Zaman berubah menjadi apokaliptik, rasionalitas pikiran menjadi pola tingkah laku yang mengiringi perjalanan revolusi zaman. Pada tingkat pemikiran yang sangat bergantung dengan kehebatan teknologi, manusia bagai robot. Penciptaan kecerdasan buatan (artificial intelligence), telah memunculkan karakter baru dalam memanfaatkan kecepatan dan keakuratan teknologi.

Tanpa disadari, kemajuan teknologi ini menciptakan ruang persaingan di antara manusia itu sendiri. Persaingan ini juga, memunculkan berbagai potensi kejahatan. Salah satunya dengan teknik Phising. Pelbagai aplikasi diciptakan untuk mendapatkan keuntungan bisnis yang dapat dikendalikan melalui perangkat lunak (software). Sayangnya, beberapa aplikasi dapat digunakan oleh para peretas untuk memanipulasi keuntungan secara sepihak, modus penipuan lewat aplikasi kian meningkat dan makin marak.

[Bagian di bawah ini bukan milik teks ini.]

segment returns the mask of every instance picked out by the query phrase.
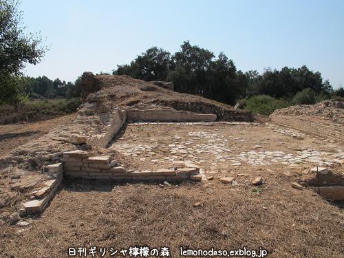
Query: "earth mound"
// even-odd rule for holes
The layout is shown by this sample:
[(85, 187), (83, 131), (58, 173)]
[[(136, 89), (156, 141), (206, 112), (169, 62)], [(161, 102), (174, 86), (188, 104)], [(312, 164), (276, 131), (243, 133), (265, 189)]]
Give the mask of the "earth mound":
[[(127, 76), (98, 75), (85, 72), (82, 79), (82, 98), (85, 103), (107, 103), (122, 109), (173, 109), (200, 114), (213, 114), (217, 120), (254, 120), (250, 111), (199, 96), (175, 92), (171, 83), (146, 82)], [(166, 86), (167, 85), (167, 86)]]

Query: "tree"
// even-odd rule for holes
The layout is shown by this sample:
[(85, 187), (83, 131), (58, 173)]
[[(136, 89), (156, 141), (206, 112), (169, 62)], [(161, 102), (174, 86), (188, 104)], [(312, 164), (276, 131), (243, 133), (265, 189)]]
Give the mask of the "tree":
[(16, 0), (0, 0), (0, 105), (20, 103), (25, 90), (15, 76), (27, 63), (38, 63), (47, 50), (39, 35), (24, 33), (18, 6)]
[[(206, 74), (214, 54), (197, 45), (191, 45), (189, 41), (180, 46), (180, 50), (172, 57), (175, 72), (172, 71), (169, 78), (175, 84), (177, 92), (204, 96), (208, 95)], [(182, 76), (178, 78), (178, 75)]]
[(153, 47), (138, 56), (130, 65), (118, 65), (113, 74), (127, 74), (144, 80), (166, 80), (171, 65), (171, 54)]

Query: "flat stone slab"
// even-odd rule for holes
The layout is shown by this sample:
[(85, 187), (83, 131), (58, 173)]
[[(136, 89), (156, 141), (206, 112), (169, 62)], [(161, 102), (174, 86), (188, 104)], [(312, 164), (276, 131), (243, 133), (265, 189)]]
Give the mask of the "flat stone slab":
[(83, 160), (83, 162), (87, 163), (100, 163), (107, 164), (110, 162), (110, 156), (96, 156), (96, 157), (89, 157), (87, 159)]
[(234, 180), (234, 178), (231, 178), (231, 177), (221, 178), (219, 179), (219, 182), (221, 182), (224, 184), (231, 184), (233, 180)]
[(28, 213), (39, 213), (42, 211), (42, 207), (44, 204), (44, 199), (34, 200), (25, 202), (23, 205)]
[(88, 158), (88, 153), (87, 151), (80, 150), (65, 151), (63, 153), (63, 158)]

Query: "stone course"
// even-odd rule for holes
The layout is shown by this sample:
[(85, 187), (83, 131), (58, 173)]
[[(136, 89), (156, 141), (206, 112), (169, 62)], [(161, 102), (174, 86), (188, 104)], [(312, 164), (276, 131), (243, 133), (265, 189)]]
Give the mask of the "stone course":
[(314, 136), (344, 142), (343, 125), (316, 117), (271, 115), (271, 121)]

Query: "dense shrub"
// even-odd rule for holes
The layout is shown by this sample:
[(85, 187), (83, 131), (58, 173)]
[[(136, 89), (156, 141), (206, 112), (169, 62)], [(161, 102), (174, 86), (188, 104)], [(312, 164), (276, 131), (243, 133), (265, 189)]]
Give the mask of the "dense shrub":
[(253, 96), (240, 103), (245, 109), (264, 116), (271, 114), (275, 110), (290, 105), (288, 100), (275, 99), (267, 95)]
[(314, 90), (310, 88), (304, 89), (297, 92), (292, 99), (294, 105), (311, 105), (314, 104), (316, 96)]

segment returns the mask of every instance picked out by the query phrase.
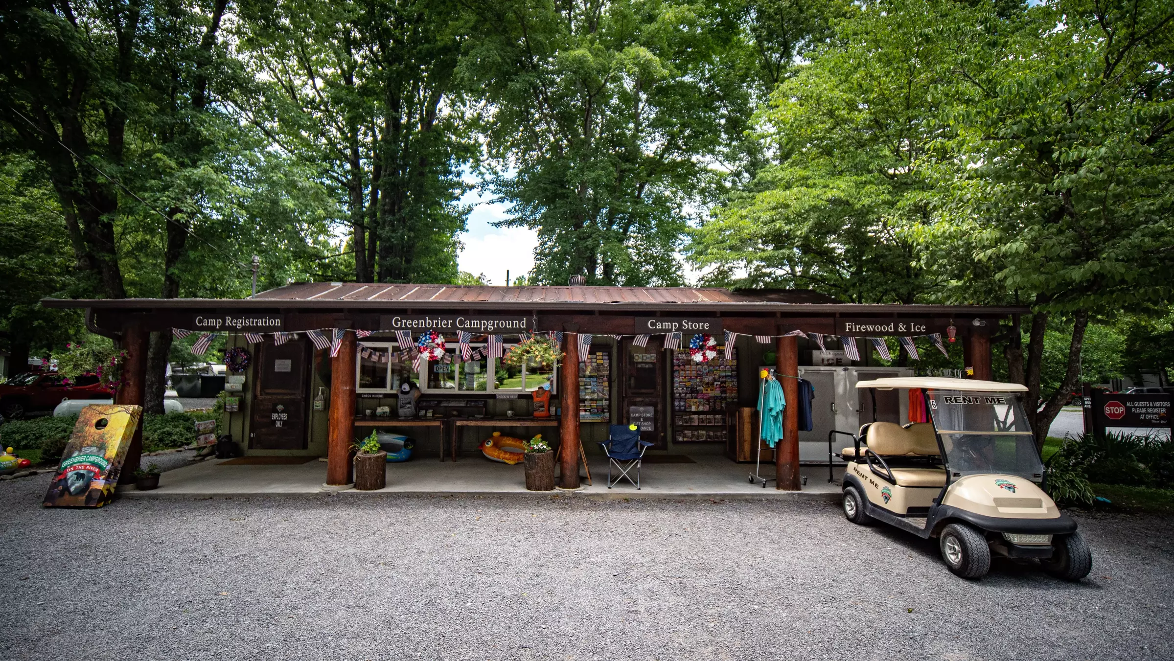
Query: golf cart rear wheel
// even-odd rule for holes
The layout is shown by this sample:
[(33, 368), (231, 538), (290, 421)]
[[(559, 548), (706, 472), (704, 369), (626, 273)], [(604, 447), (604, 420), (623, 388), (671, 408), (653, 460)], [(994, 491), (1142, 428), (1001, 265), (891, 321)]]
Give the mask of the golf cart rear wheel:
[(844, 517), (857, 526), (866, 526), (872, 521), (872, 517), (864, 511), (864, 497), (855, 486), (844, 490)]
[(1058, 579), (1079, 581), (1093, 568), (1093, 552), (1079, 532), (1052, 540), (1052, 557), (1039, 561), (1044, 571)]
[(980, 579), (991, 568), (991, 547), (966, 524), (950, 524), (938, 539), (946, 567), (964, 579)]

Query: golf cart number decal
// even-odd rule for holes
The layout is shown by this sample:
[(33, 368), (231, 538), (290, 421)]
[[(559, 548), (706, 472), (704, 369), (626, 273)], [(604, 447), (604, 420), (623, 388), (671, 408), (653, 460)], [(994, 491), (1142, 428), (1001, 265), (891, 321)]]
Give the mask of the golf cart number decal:
[[(1006, 397), (974, 397), (974, 396), (959, 396), (959, 394), (944, 394), (942, 396), (942, 402), (946, 404), (999, 404), (1006, 405)], [(932, 404), (932, 403), (931, 403)], [(937, 406), (933, 406), (937, 409)]]

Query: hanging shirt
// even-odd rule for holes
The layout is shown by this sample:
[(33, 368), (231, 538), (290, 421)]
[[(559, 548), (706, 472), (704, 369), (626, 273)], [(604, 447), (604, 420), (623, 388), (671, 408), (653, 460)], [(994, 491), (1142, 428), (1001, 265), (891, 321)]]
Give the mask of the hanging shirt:
[(811, 400), (815, 399), (815, 386), (807, 379), (799, 379), (799, 431), (809, 432), (815, 426), (811, 419)]
[(762, 392), (758, 397), (758, 416), (762, 418), (762, 440), (774, 447), (783, 438), (783, 409), (787, 407), (787, 398), (783, 397), (783, 386), (777, 379), (765, 379), (762, 382)]

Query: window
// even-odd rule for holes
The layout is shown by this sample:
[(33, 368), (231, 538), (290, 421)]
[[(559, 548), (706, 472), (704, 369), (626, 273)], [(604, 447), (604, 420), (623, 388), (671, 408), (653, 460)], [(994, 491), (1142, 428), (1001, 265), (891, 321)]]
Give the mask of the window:
[[(370, 351), (364, 352), (364, 349)], [(358, 360), (356, 360), (358, 379), (356, 390), (358, 392), (394, 392), (399, 389), (399, 384), (407, 380), (409, 377), (414, 376), (411, 363), (384, 363), (376, 360), (376, 358), (386, 358), (394, 352), (396, 348), (390, 342), (364, 342), (359, 344), (359, 356)]]
[[(446, 338), (447, 339), (447, 338)], [(505, 350), (508, 350), (508, 345)], [(364, 349), (369, 350), (364, 352)], [(472, 351), (484, 351), (485, 344), (470, 344)], [(356, 390), (358, 392), (394, 392), (409, 377), (424, 392), (484, 393), (484, 392), (531, 392), (549, 383), (555, 386), (558, 366), (533, 365), (511, 366), (499, 358), (481, 356), (477, 360), (463, 363), (458, 359), (456, 339), (447, 340), (445, 353), (448, 363), (420, 360), (420, 371), (413, 373), (412, 363), (383, 363), (377, 358), (400, 351), (392, 342), (360, 342), (356, 365)], [(364, 353), (367, 353), (364, 357)]]

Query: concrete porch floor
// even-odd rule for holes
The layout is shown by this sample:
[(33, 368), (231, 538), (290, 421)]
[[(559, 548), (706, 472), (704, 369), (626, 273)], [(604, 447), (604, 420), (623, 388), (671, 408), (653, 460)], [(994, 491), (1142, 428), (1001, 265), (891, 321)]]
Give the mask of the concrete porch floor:
[[(696, 464), (649, 464), (645, 463), (639, 491), (627, 481), (607, 488), (607, 460), (591, 458), (594, 485), (576, 495), (591, 498), (783, 498), (783, 499), (838, 499), (838, 481), (843, 467), (835, 468), (836, 483), (828, 481), (826, 466), (803, 466), (802, 474), (808, 484), (801, 492), (775, 488), (774, 483), (763, 488), (750, 484), (749, 473), (754, 464), (737, 464), (724, 457), (690, 456)], [(326, 464), (312, 459), (299, 465), (277, 466), (222, 466), (224, 460), (208, 460), (167, 471), (160, 477), (160, 486), (153, 491), (126, 491), (129, 498), (209, 498), (244, 495), (291, 495), (313, 494), (328, 491)], [(580, 468), (581, 471), (581, 468)], [(763, 474), (772, 477), (775, 467), (763, 465)], [(417, 458), (403, 464), (387, 464), (387, 486), (379, 491), (355, 491), (340, 493), (404, 493), (404, 494), (551, 494), (566, 493), (526, 491), (526, 478), (521, 464), (510, 466), (483, 457), (463, 457), (457, 463), (437, 461), (436, 458)]]

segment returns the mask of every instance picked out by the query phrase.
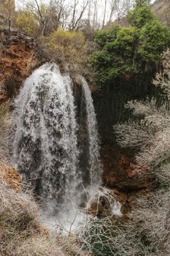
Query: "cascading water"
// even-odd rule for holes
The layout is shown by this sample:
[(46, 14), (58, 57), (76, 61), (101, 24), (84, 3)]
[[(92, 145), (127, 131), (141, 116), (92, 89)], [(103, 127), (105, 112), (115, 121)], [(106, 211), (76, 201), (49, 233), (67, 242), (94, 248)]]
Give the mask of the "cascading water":
[[(56, 64), (45, 64), (26, 79), (14, 111), (16, 168), (23, 181), (30, 184), (43, 200), (47, 219), (49, 214), (66, 217), (69, 225), (71, 219), (75, 222), (75, 216), (80, 216), (75, 213), (77, 206), (83, 205), (83, 200), (85, 204), (84, 184), (89, 189), (91, 182), (88, 191), (90, 197), (98, 191), (101, 173), (93, 99), (85, 79), (78, 79), (82, 85), (85, 114), (82, 119), (87, 135), (84, 151), (78, 143), (82, 124), (79, 122), (78, 127), (73, 82), (69, 75), (61, 75)], [(88, 163), (81, 168), (83, 157)]]
[(26, 80), (15, 105), (17, 168), (51, 211), (81, 183), (71, 86), (57, 65), (45, 64)]
[(90, 181), (93, 184), (98, 184), (101, 180), (101, 165), (99, 160), (99, 141), (98, 135), (98, 127), (91, 92), (86, 80), (80, 77), (83, 95), (85, 100), (85, 108), (87, 113), (87, 127), (88, 132), (89, 143), (89, 170)]

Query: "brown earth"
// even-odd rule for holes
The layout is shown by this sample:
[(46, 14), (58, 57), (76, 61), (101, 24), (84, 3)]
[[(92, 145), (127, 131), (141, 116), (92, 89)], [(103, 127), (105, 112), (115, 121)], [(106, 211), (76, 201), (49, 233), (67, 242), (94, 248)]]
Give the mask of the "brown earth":
[(0, 29), (0, 103), (16, 95), (37, 61), (34, 38)]
[(1, 161), (0, 161), (0, 178), (4, 180), (15, 191), (20, 190), (20, 176), (12, 167), (4, 164)]

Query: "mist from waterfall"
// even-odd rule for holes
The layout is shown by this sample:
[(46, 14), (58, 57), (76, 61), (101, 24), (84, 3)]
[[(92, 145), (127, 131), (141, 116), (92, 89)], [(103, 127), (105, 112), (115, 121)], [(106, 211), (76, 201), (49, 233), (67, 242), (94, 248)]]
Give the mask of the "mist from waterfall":
[(84, 78), (80, 77), (83, 95), (85, 99), (87, 126), (89, 142), (89, 169), (92, 184), (98, 184), (101, 179), (101, 165), (99, 160), (99, 140), (97, 121), (95, 113), (91, 91)]
[[(87, 115), (88, 166), (91, 182), (98, 187), (101, 164), (96, 118), (90, 89), (83, 78), (80, 81)], [(69, 74), (61, 75), (55, 64), (45, 64), (25, 81), (13, 115), (16, 168), (23, 183), (30, 184), (53, 214), (79, 206), (85, 192), (72, 86)]]

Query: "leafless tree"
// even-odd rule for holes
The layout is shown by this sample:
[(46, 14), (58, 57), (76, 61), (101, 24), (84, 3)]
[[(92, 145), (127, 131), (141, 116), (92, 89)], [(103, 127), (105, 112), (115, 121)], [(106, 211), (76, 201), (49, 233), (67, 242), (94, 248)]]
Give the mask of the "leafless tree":
[(82, 16), (88, 5), (88, 0), (83, 1), (80, 6), (80, 0), (74, 0), (73, 6), (72, 7), (71, 21), (69, 24), (69, 30), (78, 30), (81, 26)]

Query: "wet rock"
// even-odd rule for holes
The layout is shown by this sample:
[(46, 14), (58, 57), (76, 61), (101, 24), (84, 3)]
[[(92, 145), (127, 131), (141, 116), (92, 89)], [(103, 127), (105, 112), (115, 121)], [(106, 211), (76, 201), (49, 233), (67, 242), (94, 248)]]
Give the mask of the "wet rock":
[(0, 29), (0, 102), (15, 96), (23, 81), (38, 64), (33, 37)]

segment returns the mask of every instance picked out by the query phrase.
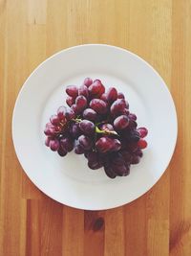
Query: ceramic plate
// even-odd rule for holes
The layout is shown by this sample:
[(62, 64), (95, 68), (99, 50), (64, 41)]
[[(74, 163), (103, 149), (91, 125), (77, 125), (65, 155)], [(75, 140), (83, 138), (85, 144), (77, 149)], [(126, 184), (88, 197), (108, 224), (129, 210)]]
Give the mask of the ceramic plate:
[[(138, 126), (148, 128), (148, 148), (126, 177), (110, 179), (101, 169), (90, 170), (83, 155), (60, 157), (44, 145), (45, 124), (65, 105), (65, 87), (86, 77), (123, 92)], [(145, 60), (115, 46), (79, 45), (49, 58), (28, 78), (16, 100), (12, 138), (24, 171), (50, 198), (80, 209), (109, 209), (138, 198), (159, 179), (175, 149), (177, 115), (165, 82)]]

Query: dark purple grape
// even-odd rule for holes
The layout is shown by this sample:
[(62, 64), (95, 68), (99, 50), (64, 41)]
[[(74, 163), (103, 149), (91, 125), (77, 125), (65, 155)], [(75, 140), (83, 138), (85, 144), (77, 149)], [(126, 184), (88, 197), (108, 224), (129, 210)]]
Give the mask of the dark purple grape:
[(76, 144), (76, 145), (74, 146), (74, 152), (75, 152), (76, 154), (82, 154), (82, 153), (85, 152), (85, 151), (84, 151), (84, 149), (83, 149), (79, 144)]
[(74, 97), (68, 96), (66, 98), (66, 103), (69, 106), (72, 106), (74, 104), (74, 100), (75, 99)]
[(107, 103), (107, 96), (106, 96), (106, 93), (103, 93), (100, 97), (100, 100), (102, 100), (103, 102), (106, 102)]
[(135, 154), (139, 156), (139, 157), (142, 157), (143, 155), (143, 152), (142, 151), (138, 148), (136, 151), (135, 151)]
[(71, 109), (73, 109), (75, 114), (78, 114), (79, 112), (79, 109), (77, 108), (77, 105), (75, 104), (71, 106)]
[(102, 130), (108, 131), (108, 133), (110, 131), (114, 131), (114, 127), (111, 124), (103, 124), (103, 125), (101, 125), (100, 128)]
[(133, 157), (132, 153), (130, 153), (127, 151), (122, 151), (120, 153), (122, 154), (123, 159), (125, 160), (125, 162), (131, 163), (132, 157)]
[(110, 151), (114, 147), (114, 139), (101, 137), (96, 141), (96, 147), (99, 152)]
[(78, 88), (78, 95), (82, 95), (84, 96), (86, 99), (88, 99), (89, 97), (89, 91), (86, 85), (82, 84), (81, 86), (79, 86)]
[(96, 129), (95, 124), (85, 119), (79, 123), (79, 128), (85, 135), (93, 135)]
[(60, 148), (58, 151), (57, 151), (57, 152), (58, 152), (58, 154), (60, 155), (60, 156), (65, 156), (66, 154), (67, 154), (67, 151), (64, 150), (64, 149), (62, 149), (62, 148)]
[(93, 141), (90, 137), (85, 135), (80, 135), (78, 137), (79, 145), (86, 151), (90, 150), (93, 147)]
[(73, 138), (77, 139), (79, 135), (81, 134), (79, 124), (78, 123), (71, 124), (69, 132)]
[(53, 136), (56, 133), (55, 128), (54, 127), (46, 127), (44, 129), (44, 133), (47, 136)]
[(118, 99), (125, 99), (125, 96), (124, 96), (124, 94), (122, 92), (118, 92), (117, 98)]
[(57, 115), (51, 116), (50, 121), (53, 126), (57, 126), (60, 123), (59, 117)]
[(93, 80), (90, 79), (90, 78), (86, 78), (84, 80), (84, 82), (83, 83), (84, 83), (84, 85), (86, 85), (87, 87), (89, 87), (93, 83)]
[(138, 150), (138, 142), (128, 142), (127, 143), (127, 147), (126, 149), (130, 151), (130, 152), (135, 152)]
[(113, 140), (113, 148), (112, 151), (118, 151), (121, 149), (121, 143), (119, 140), (117, 139), (114, 139)]
[(118, 114), (121, 114), (123, 112), (124, 108), (127, 108), (127, 105), (126, 105), (125, 100), (117, 99), (111, 105), (110, 111), (111, 111), (111, 114), (113, 116), (117, 116)]
[(70, 138), (62, 138), (60, 140), (60, 147), (66, 151), (70, 152), (74, 149), (74, 141)]
[(137, 120), (137, 116), (135, 114), (133, 114), (133, 113), (130, 113), (129, 114), (129, 119), (136, 121)]
[(121, 114), (128, 116), (129, 115), (129, 110), (127, 108), (124, 108), (122, 110)]
[(88, 167), (92, 170), (96, 170), (102, 167), (101, 163), (99, 162), (94, 162), (94, 161), (88, 161)]
[(118, 116), (114, 121), (114, 126), (117, 129), (123, 129), (129, 125), (129, 119), (125, 115)]
[(145, 128), (138, 128), (137, 130), (139, 133), (140, 138), (144, 138), (148, 134), (148, 129)]
[(117, 176), (111, 166), (104, 166), (104, 171), (106, 175), (110, 178), (115, 178)]
[(112, 165), (112, 169), (118, 176), (126, 176), (129, 175), (129, 168), (123, 165)]
[(75, 85), (69, 85), (66, 88), (66, 93), (69, 96), (75, 98), (78, 95), (78, 88)]
[(79, 95), (75, 99), (75, 105), (77, 108), (81, 111), (87, 106), (87, 99), (83, 95)]
[(140, 139), (139, 133), (136, 130), (132, 130), (129, 134), (128, 141), (130, 142), (138, 142)]
[(58, 116), (58, 118), (59, 118), (59, 120), (60, 120), (61, 122), (63, 122), (63, 121), (66, 120), (65, 112), (66, 112), (66, 106), (64, 106), (64, 105), (61, 105), (61, 106), (57, 109), (57, 116)]
[(105, 114), (107, 112), (107, 104), (100, 99), (93, 99), (90, 102), (90, 107), (98, 114)]
[(117, 91), (115, 87), (111, 87), (108, 89), (106, 93), (106, 99), (109, 103), (113, 103), (117, 99)]
[(135, 129), (135, 128), (137, 128), (137, 127), (138, 127), (137, 122), (135, 120), (130, 119), (128, 128), (130, 129)]
[(133, 154), (131, 164), (136, 165), (136, 164), (138, 164), (139, 161), (140, 161), (139, 156)]
[(120, 152), (113, 153), (111, 156), (111, 163), (115, 165), (123, 165), (125, 164), (125, 160), (123, 155)]
[(92, 108), (86, 108), (83, 111), (83, 118), (90, 121), (96, 121), (97, 119), (97, 113)]
[(68, 121), (75, 118), (75, 113), (72, 108), (67, 108), (65, 111), (65, 117)]
[(143, 150), (147, 147), (147, 142), (143, 139), (140, 139), (138, 142), (138, 146)]
[(88, 166), (93, 169), (99, 169), (102, 167), (102, 163), (100, 162), (99, 155), (96, 151), (90, 151), (86, 154), (88, 159)]
[(51, 141), (51, 140), (52, 140), (51, 137), (46, 137), (46, 139), (45, 139), (45, 145), (46, 145), (47, 147), (50, 146), (50, 141)]
[(52, 139), (49, 143), (49, 147), (53, 151), (56, 151), (59, 150), (59, 141), (57, 139)]
[(91, 96), (101, 96), (105, 92), (105, 87), (101, 83), (100, 80), (95, 80), (94, 82), (88, 88)]

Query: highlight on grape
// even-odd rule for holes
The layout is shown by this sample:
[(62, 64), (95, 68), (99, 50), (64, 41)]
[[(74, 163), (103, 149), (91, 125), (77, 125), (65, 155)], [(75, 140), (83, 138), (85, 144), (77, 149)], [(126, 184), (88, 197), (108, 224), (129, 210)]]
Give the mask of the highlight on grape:
[(52, 115), (44, 133), (45, 145), (60, 156), (74, 150), (84, 154), (89, 168), (104, 168), (111, 177), (126, 176), (147, 147), (146, 128), (138, 128), (137, 116), (115, 87), (86, 78), (80, 86), (69, 85), (66, 104)]

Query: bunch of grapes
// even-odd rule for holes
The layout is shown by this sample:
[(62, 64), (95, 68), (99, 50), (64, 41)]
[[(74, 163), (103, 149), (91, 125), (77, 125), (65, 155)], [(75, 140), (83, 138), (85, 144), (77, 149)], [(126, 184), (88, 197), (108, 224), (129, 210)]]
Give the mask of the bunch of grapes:
[(66, 93), (68, 107), (60, 106), (46, 125), (46, 146), (60, 156), (74, 149), (89, 168), (103, 167), (111, 178), (128, 175), (142, 157), (148, 131), (138, 128), (124, 95), (115, 87), (106, 91), (100, 80), (90, 78), (79, 87), (69, 85)]

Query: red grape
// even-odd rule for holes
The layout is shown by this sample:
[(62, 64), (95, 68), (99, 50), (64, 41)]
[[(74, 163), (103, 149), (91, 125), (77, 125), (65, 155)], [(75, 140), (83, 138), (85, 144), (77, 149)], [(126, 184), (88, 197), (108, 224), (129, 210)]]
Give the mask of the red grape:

Pertanyaan yang selalu muncul bagi pelanggan dan pengguna aplikasi berbasis teknologi digital, bagaimana melindungi keamanan data pribadi? Karena faktanya, kemampuan robot teknologi mampu menjebol keamanan pengguna dan pelanggan. Kalau pun sistem informasi telah diatur dengan regulasi ITE, ini belum mampu menjamin keamanan data pribadi.

Kembali pada perubahan zaman, yang berorientasi pada kecepatan informasi, maka penyerapan informasi yang dilakukan masyarakat secara bebas, seharusnya diimbangi dengan edukasi yang benar. Betapa banyak berita-berita hoaks yang diterima oleh masyarakat sebagai konsumen, dalam posisi objek penderita. Sistem pengurai teknologi secara sederhana untuk menempatkan sumber-sumber informasi pada ruang sosial yang digunakan oleh siapa saja, yang tujuannya mendapatkan umpan balik sebagai resultan interaksi sosial.

Maka untuk memahami bagaimana kita memanfaatkan dimensi sosial melalui jejaring sosial sebagai alat untuk melakukan interaksi sosial, seharusnya masyarakat selaku pengguna dan konsumen melakukan edukasi dan pemahaman literasi digital.

Karena literasi itu bukan hanya sekedar membaca buku. Di sini perlu digarisbawahi, bahwa kejahatan siber dilakukan melalui perangkat teknologi. Sangat banyak literasi yang digunakan dalam teknologi, yang umumnya diserap dari literasi asing.

Dalam sebuah riset terhadap kemampuan literasi, baik secara lisan dan tulis, pada sampling masyarakat Indonesia, sangat banyak ditemukan masyarakat yang masih rendah kualitas pemahaman literasi.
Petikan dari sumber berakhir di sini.